Self Supervised Cloud Classification

Date

2023-11-17

Department

Program

Citation of Original Publication

Geiss, Andrew, Matthew W. Christensen, Adam C. Varble, Tianle Yuan, and Hua Song. “Self Supervised Cloud Classification.” Artificial Intelligence for the Earth Systems 1, no. aop (November 17, 2023). https://doi.org/10.1175/AIES-D-23-0036.1.

Rights

This work was written as part of one of the author's official duties as an Employee of the United States Government and is therefore a work of the United States Government. In accordance with 17 U.S.C. 105, no copyright protection is available for such works under U.S. Law.
Public Domain Mark 1.0

Subjects

Abstract

Low-level marine clouds play a pivotal role in Earth’s weather and climate through their interactions with radiation, heat and moisture transport, and the hydrological cycle. These interactions depend on a range of dynamical and microphysical processes that result in a broad diversity of cloud types and spatial structures, and a comprehensive understanding of cloud morphology is critical for continued improvement of our atmospheric modeling and prediction capabilities moving forward.
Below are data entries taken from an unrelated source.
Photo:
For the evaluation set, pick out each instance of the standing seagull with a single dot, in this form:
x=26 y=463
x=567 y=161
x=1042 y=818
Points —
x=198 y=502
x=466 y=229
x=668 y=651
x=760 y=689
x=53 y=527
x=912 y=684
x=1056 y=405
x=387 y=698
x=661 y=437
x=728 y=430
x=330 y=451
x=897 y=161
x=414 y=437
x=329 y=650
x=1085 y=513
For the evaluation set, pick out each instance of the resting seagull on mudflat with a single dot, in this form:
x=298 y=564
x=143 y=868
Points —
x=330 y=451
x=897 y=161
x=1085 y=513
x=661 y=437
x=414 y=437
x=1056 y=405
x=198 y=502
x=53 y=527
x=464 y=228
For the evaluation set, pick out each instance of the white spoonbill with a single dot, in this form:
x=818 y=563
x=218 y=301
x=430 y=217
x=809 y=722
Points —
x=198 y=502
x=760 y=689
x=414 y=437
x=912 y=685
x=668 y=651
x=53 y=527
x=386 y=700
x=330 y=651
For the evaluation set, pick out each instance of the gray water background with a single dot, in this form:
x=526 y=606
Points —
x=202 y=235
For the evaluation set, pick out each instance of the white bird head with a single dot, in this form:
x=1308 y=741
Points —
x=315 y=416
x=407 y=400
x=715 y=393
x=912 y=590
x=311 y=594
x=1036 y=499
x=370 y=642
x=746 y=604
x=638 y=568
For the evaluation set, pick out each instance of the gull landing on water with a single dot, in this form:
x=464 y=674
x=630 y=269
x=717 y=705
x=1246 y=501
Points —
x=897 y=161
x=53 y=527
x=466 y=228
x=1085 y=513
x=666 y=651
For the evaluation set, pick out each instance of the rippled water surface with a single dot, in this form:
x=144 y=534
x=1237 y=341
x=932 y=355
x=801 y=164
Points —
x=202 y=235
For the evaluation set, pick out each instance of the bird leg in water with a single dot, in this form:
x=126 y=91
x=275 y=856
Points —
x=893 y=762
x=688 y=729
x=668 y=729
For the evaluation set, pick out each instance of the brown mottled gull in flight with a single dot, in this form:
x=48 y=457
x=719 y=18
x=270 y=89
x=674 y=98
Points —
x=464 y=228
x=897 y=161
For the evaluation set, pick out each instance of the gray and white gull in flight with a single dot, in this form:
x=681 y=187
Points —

Deep learning has recently accelerated our ability to study clouds using satellite remote sensing, and machine learning classifiers have enabled detailed studies of cloud morphology. A major limitation of deep learning approaches to this problem, however, is the large number of hand-labeled samples that are required for training. This work applies a recently developed self-supervised learning scheme to train a deep convolutional neural network (CNN) to map marine cloud imagery to vector embeddings that capture information about mesoscale cloud morphology and can be used for satellite image classification. The model is evaluated against existing cloud classification datasets and several use cases are demonstrated, including: training cloud classifiers with very few labeled samples, interrogation of the CNN’s learned internal feature representations, cross-instrument application, and resilience against sensor calibration drift and changing scene brightness. The self-supervised approach learns meaningful internal representations of cloud structures and achieves comparable classification accuracy to supervised deep learning methods without the expense of creating large hand-annotated training datasets.